Because there is no standardized framework for evaluating the sustainability of fibers, the company has released its own set of fiber standards. Grade A fibers are “Natural fibers that are rapidly renewable, plant-based and have a potential for circularity,” such as recycled cotton, Tencel Lyocell, and organic linen; grade B fibers are “almost all natural or recycled fibers” like organic cotton, ENKA Viscose, and Tencel Modal.  

 “We tried to make these standards as holistic as possible, taking into consideration water input, energy input, land use, eco-toxicity, greenhouse gas emissions, human toxicity, availability, and price,” said Kathleen Talbot, Reformation’s VP of Operations and Sustainability, in a statement to Fortune. “At the end of 2018, about 67% of our fabric purchases were our A & B rated fibers, and we are continuing to develop new fabrications and design into these highest impact fibers like Tencel, linen, and recycled cotton or wool.” 
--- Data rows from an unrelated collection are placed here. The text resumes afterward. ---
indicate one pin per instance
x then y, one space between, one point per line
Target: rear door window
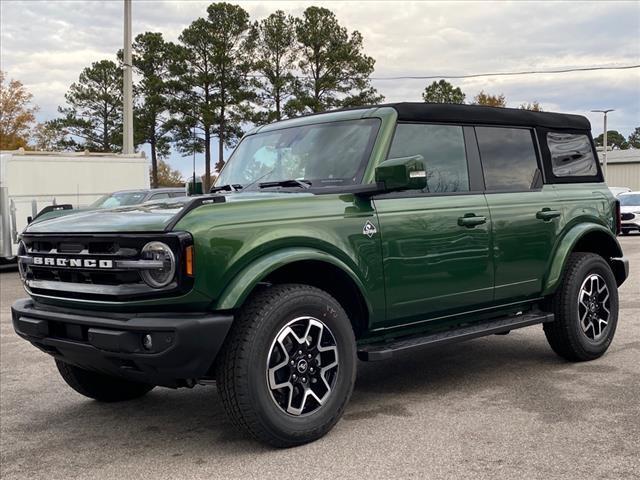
508 156
443 150
571 155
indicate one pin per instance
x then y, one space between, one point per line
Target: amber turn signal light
188 260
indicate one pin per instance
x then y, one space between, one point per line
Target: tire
101 387
252 354
578 332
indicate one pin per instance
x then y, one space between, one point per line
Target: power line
504 74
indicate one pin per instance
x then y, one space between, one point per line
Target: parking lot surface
497 407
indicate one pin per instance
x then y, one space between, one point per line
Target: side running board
383 351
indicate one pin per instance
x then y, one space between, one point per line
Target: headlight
22 270
159 277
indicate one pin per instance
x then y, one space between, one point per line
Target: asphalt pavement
496 407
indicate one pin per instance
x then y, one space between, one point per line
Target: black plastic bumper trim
184 345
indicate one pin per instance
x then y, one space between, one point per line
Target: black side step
383 351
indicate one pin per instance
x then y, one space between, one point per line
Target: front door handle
547 214
470 220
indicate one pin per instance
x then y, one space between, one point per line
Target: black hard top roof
479 114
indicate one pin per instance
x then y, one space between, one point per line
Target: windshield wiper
226 188
286 183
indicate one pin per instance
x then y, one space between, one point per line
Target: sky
45 44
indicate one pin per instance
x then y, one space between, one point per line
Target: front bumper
183 348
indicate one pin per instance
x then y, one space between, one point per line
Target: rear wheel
287 369
585 308
101 387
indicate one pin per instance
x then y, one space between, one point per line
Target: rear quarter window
571 155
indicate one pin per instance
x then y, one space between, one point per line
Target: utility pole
127 87
604 141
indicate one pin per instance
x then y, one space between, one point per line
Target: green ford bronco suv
344 235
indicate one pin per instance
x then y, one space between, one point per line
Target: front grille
89 266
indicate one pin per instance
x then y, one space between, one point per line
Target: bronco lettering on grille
72 262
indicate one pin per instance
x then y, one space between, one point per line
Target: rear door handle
547 214
470 220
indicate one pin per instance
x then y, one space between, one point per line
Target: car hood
147 217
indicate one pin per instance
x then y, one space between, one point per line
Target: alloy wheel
594 309
302 366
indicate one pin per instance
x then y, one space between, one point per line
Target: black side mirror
404 173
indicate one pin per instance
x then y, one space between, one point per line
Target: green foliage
93 112
335 71
166 176
443 92
490 100
614 140
211 87
152 58
634 138
51 136
534 107
276 56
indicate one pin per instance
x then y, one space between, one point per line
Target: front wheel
586 309
287 369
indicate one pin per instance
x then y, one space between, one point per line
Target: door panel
525 226
436 256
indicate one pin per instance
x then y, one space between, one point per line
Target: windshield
629 200
325 154
119 199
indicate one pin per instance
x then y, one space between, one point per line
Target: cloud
46 44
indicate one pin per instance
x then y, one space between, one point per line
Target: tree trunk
154 165
207 160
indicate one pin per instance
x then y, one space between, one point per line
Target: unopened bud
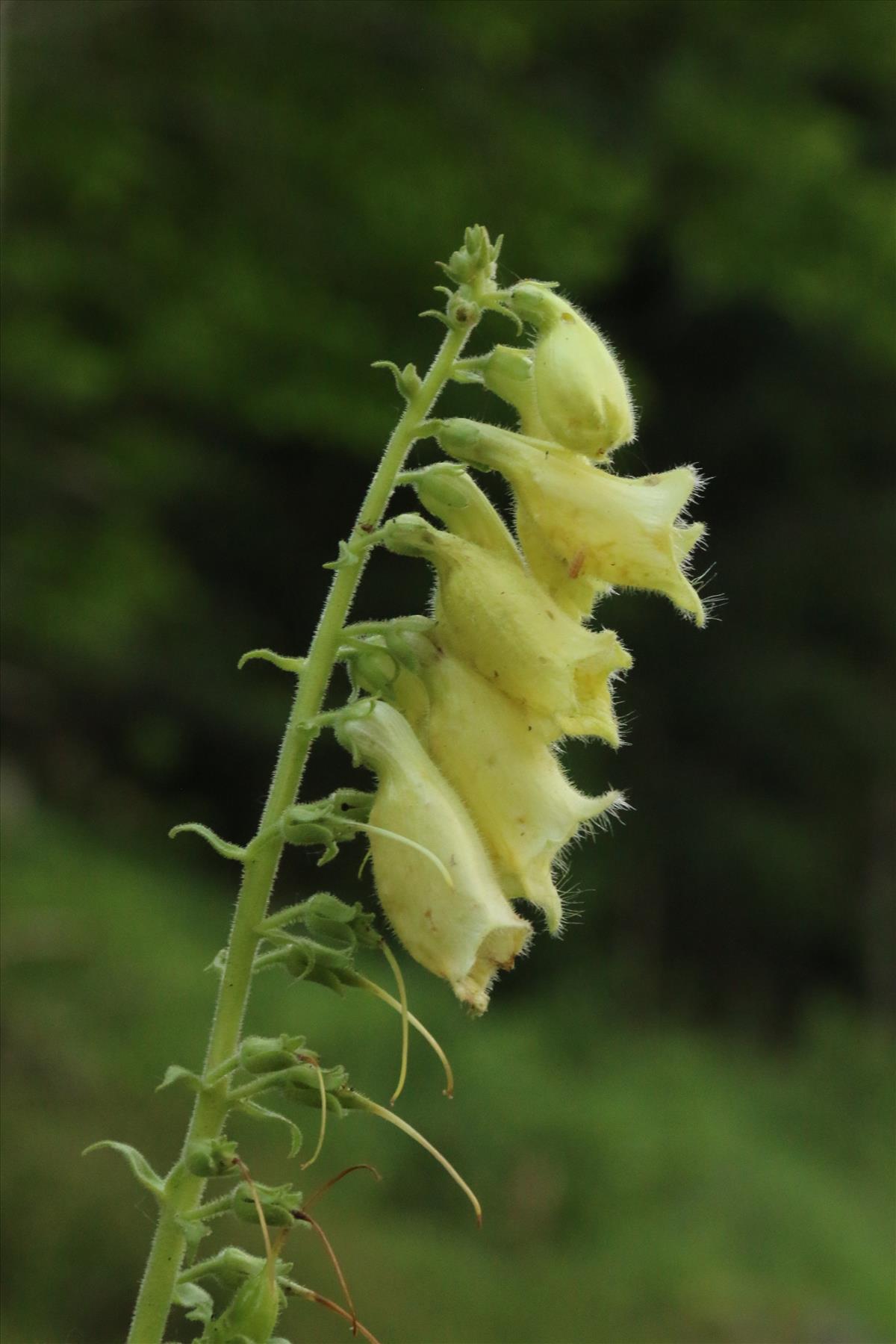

A New Generation of Shoppers

Over the past few years, Silberman has noticed students at FIT demanding the sustainability angle be covered in nearly every class.

Reflecting this interest, a 2015 Nielsen report found 73% of millennials are willing to pay more for a product if it is marketed as sustainable. 

“Despite the fact that millennials are coming of age in one of the most difficult economic climates in the past 100 years, they continue to be most willing to pay extra for sustainable offerings–almost three-out-of-four respondents,” the Nielsen report says.